ところが契約だけは残る。2020年に7年総額35億円でFA残留しており、2026年は7年契約の6年目で、ガッツリと現状維持の年俸5億円である。
まさに超不良債権になっており、ヤクルトは山田に高額年俸を払わないといけないため、大型補強がなかなかない手詰まり状態に。
「ヒザがサビつき、スピードがなくなりました。慢性疾患の下半身のコンディション不良になっています。動きが悪くフル出場は厳しい状況であり、代打要員になるくらいしか、今後は使い道がないのでは」(スポーツ紙デスク)
守備範囲は狭くなり、足が動かない。そこで池山隆寛監督の腹案により、二塁から三塁へのコンバートが予定されている。自主トレーニングでは既に三塁の練習を始めている。
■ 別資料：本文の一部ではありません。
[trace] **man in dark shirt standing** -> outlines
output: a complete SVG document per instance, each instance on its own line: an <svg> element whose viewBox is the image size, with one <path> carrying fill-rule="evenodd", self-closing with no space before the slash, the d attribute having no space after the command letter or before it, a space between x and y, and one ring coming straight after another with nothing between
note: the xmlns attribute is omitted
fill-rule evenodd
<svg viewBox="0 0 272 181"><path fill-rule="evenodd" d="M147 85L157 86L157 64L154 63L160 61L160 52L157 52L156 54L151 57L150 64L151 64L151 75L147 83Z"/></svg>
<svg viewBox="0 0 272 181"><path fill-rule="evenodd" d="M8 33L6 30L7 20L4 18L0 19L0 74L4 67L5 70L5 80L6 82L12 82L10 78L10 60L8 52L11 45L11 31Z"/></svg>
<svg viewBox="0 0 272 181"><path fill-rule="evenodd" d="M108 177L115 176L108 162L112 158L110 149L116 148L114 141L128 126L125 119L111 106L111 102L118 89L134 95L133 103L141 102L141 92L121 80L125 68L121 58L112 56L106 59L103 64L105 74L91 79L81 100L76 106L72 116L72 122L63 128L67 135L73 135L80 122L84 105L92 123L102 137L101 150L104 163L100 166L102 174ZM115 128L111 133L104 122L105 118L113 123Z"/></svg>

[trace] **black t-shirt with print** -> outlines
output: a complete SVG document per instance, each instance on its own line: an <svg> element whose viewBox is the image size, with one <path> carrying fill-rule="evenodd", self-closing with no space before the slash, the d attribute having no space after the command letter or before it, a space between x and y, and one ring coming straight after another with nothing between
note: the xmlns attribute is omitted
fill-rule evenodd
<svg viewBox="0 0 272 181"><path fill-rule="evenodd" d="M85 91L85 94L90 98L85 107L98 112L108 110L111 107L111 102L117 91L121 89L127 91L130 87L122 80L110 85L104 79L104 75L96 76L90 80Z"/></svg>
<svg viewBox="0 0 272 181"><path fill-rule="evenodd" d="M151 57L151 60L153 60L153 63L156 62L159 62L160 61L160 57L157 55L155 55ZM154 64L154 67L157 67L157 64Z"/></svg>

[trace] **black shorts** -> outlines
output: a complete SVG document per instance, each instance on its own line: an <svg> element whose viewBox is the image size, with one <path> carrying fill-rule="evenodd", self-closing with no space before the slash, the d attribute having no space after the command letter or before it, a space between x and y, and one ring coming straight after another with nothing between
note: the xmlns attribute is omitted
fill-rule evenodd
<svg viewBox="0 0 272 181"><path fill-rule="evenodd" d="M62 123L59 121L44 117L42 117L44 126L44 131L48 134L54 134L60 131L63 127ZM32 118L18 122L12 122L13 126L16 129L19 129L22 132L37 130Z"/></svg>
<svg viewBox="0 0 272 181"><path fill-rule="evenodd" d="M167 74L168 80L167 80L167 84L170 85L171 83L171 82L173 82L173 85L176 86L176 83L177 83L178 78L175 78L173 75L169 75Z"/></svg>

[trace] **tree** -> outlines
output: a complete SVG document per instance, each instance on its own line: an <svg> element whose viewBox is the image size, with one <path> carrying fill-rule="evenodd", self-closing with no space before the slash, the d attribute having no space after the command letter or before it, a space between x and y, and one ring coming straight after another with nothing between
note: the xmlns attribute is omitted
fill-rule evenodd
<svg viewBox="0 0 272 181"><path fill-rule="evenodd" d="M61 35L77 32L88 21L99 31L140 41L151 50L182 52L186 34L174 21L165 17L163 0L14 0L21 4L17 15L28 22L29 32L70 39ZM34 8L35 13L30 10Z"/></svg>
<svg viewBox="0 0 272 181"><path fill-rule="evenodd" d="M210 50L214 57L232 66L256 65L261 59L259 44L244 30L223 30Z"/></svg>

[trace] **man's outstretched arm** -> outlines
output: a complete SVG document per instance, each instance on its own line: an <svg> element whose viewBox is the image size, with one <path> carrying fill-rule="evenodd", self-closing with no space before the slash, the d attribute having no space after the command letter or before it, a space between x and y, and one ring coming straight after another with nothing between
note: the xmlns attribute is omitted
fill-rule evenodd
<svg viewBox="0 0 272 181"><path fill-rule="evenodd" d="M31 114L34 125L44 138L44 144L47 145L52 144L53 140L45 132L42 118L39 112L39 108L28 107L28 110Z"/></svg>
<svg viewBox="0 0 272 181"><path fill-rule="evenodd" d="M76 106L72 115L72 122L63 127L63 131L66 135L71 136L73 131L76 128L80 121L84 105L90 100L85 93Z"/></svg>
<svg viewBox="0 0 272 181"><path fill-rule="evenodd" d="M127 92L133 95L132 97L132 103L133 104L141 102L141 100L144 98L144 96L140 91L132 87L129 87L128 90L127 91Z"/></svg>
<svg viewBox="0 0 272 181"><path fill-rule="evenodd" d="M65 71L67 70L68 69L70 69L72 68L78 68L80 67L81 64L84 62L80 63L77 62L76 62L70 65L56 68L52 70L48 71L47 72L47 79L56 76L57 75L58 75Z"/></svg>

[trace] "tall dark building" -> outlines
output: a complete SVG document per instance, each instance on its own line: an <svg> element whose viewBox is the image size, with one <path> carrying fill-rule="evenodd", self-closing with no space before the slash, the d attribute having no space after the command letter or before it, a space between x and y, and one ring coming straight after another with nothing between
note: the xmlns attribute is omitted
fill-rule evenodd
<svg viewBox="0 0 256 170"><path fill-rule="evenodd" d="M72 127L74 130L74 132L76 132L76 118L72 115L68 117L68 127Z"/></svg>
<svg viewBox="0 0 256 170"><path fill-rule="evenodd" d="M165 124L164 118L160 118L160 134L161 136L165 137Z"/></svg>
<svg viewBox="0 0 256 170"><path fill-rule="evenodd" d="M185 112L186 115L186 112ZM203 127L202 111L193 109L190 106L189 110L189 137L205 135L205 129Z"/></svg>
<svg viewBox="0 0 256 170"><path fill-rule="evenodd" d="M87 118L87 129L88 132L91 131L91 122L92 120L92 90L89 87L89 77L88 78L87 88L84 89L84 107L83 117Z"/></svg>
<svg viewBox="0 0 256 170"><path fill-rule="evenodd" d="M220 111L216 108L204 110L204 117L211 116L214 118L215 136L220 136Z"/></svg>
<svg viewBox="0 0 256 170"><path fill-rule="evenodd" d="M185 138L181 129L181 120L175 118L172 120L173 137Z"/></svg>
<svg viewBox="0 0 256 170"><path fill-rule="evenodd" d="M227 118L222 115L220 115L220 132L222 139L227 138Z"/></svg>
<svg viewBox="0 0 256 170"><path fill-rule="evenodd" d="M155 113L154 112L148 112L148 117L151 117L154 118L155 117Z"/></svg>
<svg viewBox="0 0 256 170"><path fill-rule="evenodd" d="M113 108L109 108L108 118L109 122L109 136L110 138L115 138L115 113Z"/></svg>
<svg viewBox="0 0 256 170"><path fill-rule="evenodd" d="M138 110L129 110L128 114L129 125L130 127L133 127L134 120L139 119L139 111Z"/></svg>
「巨人の坂本勇人や元ヤクルトの宮本慎也のように、三塁に回って成功すればいいのですが、山田は肩が弱く、送球に不安を抱えています。ヤクルトの未来を考えれば、終わりかけの山田を使うより、ドラフト1位・松下歩叶、2位・松川玲央の『マツマツコンビ』や内山壮真を使った方がいい」(前出・スポーツ紙デスク)
いつの間にか「守備の人」を自称してゴールデングラブ受賞を目標に謳う山田。もらっている超高額年俸からすれば、首位打者かホームラン王でも獲ってもらわないと困るのだが…。